Polarizations on abelian varieties and self-dual ell-adic representations of inertia groups

It is well-known that every finite subgroup of GL_d(Q_{\ell}) is conjugate to a subgroup of GL_d(Z_{\ell}). However, this does not remain true if we replace general linear groups by symplectic groups. We say that G is a group of inertia type if G is a finite group which has a normal Sylow-p-subgroup with cyclic quotient. We show that if \ell>d+1, and G is a subgroup of Sp_{2d}(Q_{\ell}) of inertia type, then G is conjugate in GL_{2d}(Q_{\ell}) to a subgroup of \Sp_{2d}(Z_{\ell}).

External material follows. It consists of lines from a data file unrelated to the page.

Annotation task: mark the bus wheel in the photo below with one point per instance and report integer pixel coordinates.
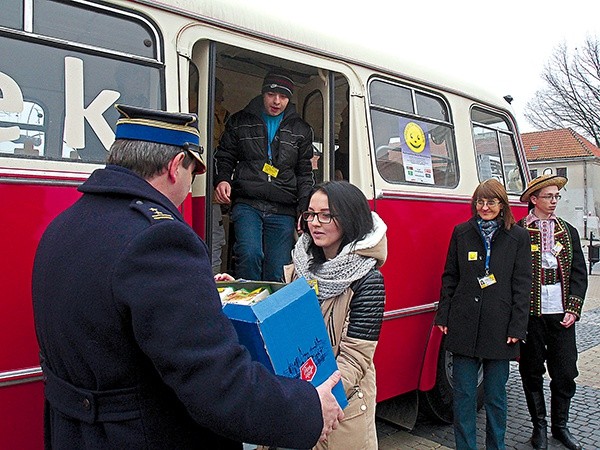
(437, 403)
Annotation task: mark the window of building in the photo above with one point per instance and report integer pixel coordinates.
(496, 149)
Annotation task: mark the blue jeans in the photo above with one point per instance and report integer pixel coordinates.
(464, 376)
(263, 243)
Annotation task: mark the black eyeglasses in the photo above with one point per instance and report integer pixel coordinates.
(322, 217)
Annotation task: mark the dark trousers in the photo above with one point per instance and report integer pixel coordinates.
(464, 377)
(550, 343)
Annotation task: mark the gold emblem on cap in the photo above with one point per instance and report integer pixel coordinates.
(158, 215)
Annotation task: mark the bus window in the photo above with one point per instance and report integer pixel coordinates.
(78, 23)
(412, 135)
(31, 123)
(496, 149)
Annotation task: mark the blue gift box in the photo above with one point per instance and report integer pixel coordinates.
(286, 332)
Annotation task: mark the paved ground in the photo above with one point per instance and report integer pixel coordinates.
(585, 408)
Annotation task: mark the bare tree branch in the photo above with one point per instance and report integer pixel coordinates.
(571, 97)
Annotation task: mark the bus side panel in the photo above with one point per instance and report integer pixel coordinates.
(418, 234)
(26, 211)
(399, 354)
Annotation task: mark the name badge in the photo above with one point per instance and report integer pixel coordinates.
(270, 170)
(557, 248)
(314, 284)
(486, 281)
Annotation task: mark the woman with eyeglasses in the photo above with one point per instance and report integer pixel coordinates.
(483, 310)
(343, 245)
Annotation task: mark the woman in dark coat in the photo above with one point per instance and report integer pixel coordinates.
(483, 310)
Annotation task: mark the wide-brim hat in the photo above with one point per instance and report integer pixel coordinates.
(540, 183)
(279, 81)
(171, 128)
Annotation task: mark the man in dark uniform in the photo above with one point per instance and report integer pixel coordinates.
(557, 294)
(135, 349)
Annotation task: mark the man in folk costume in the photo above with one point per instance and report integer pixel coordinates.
(558, 290)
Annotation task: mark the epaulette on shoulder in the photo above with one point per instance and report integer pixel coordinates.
(153, 212)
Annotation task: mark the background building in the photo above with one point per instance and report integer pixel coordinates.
(566, 153)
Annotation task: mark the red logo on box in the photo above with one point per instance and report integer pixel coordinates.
(308, 370)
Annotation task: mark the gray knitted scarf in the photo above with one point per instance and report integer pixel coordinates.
(333, 276)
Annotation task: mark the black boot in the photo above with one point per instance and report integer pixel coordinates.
(537, 410)
(560, 417)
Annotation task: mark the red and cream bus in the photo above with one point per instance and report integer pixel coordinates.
(414, 141)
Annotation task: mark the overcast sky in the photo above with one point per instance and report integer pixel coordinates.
(501, 45)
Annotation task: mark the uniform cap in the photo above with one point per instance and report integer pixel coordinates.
(541, 182)
(152, 125)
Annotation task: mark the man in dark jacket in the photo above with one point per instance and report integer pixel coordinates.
(263, 166)
(135, 349)
(557, 294)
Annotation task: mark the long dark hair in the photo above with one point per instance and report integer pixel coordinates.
(350, 210)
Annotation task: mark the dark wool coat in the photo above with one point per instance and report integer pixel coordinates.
(242, 154)
(480, 320)
(127, 313)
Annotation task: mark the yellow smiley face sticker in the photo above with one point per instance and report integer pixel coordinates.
(414, 137)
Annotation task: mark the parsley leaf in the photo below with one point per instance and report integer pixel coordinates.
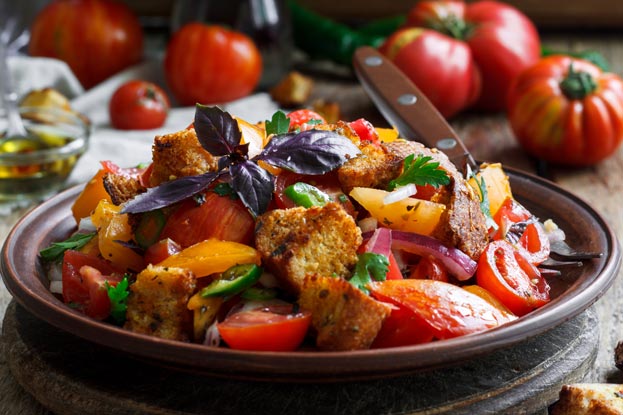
(484, 202)
(369, 265)
(118, 296)
(278, 124)
(420, 171)
(56, 250)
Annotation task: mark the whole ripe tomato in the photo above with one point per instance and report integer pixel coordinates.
(479, 49)
(138, 105)
(567, 111)
(96, 38)
(211, 64)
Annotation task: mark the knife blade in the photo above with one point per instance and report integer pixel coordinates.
(406, 108)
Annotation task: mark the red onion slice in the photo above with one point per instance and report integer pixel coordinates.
(456, 261)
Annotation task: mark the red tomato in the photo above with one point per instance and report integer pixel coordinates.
(161, 250)
(138, 105)
(509, 276)
(217, 217)
(273, 328)
(480, 49)
(446, 309)
(84, 278)
(430, 268)
(572, 118)
(402, 327)
(328, 183)
(96, 38)
(211, 64)
(300, 118)
(365, 130)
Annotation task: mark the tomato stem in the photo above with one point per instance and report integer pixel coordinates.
(453, 27)
(577, 84)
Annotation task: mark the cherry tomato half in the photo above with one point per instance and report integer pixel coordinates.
(138, 105)
(509, 276)
(272, 328)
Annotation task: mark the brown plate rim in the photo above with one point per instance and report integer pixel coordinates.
(21, 273)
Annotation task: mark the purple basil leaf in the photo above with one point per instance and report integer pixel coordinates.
(253, 184)
(169, 192)
(216, 130)
(309, 152)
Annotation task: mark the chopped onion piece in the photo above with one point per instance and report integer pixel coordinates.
(56, 287)
(400, 193)
(55, 272)
(368, 224)
(456, 261)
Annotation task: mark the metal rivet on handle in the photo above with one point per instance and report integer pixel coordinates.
(373, 61)
(407, 99)
(446, 144)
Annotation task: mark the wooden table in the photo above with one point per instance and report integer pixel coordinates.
(489, 138)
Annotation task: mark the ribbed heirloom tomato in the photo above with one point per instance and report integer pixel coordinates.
(209, 64)
(461, 55)
(96, 38)
(567, 111)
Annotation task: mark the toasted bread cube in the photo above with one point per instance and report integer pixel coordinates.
(374, 167)
(178, 155)
(589, 399)
(296, 242)
(122, 188)
(344, 317)
(157, 303)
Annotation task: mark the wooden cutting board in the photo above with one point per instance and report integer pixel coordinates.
(71, 376)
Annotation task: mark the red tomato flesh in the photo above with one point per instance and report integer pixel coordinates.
(510, 277)
(272, 328)
(448, 310)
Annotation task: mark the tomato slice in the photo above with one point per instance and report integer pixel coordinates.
(446, 309)
(402, 327)
(84, 278)
(217, 217)
(509, 276)
(271, 328)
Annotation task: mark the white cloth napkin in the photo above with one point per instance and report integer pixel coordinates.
(125, 148)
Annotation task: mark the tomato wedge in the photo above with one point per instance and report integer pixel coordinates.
(271, 328)
(445, 309)
(509, 276)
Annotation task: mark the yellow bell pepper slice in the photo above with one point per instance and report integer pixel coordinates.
(409, 214)
(212, 256)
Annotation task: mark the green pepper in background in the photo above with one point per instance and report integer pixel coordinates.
(306, 195)
(323, 38)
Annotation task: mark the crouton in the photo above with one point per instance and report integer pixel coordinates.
(344, 317)
(178, 155)
(122, 188)
(589, 399)
(374, 167)
(157, 303)
(462, 224)
(296, 242)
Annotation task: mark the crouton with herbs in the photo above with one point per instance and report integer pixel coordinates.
(344, 317)
(297, 242)
(157, 303)
(178, 155)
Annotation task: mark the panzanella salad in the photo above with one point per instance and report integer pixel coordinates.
(296, 234)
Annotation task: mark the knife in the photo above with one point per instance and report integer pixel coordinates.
(406, 108)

Despite the fact that G can fail to be conjugate in \GL_{2d}(Q_\ell) to a subgroup of \Sp_{2d}(Z_\ell), we prove that it can nevertheless be embedded in \Sp_{2d}(F_\ell) in such a way that the characteristic polynomials are preserved (mod \ell), as long as \ell>3. The latter result holds for arbitrary finite groups, not necessarily of inertia type, and holds also for symmetric forms, not just alternating forms. We give examples which show that the bounds are sharp. We apply these results to construct, for every odd prime \ell, isogeny classes of abelian varieties all of whose polarizations have degree divisible by \ell. This paper is a revised version of ANT-0151, titled `Self-dual ell-adic representations of finite groups'.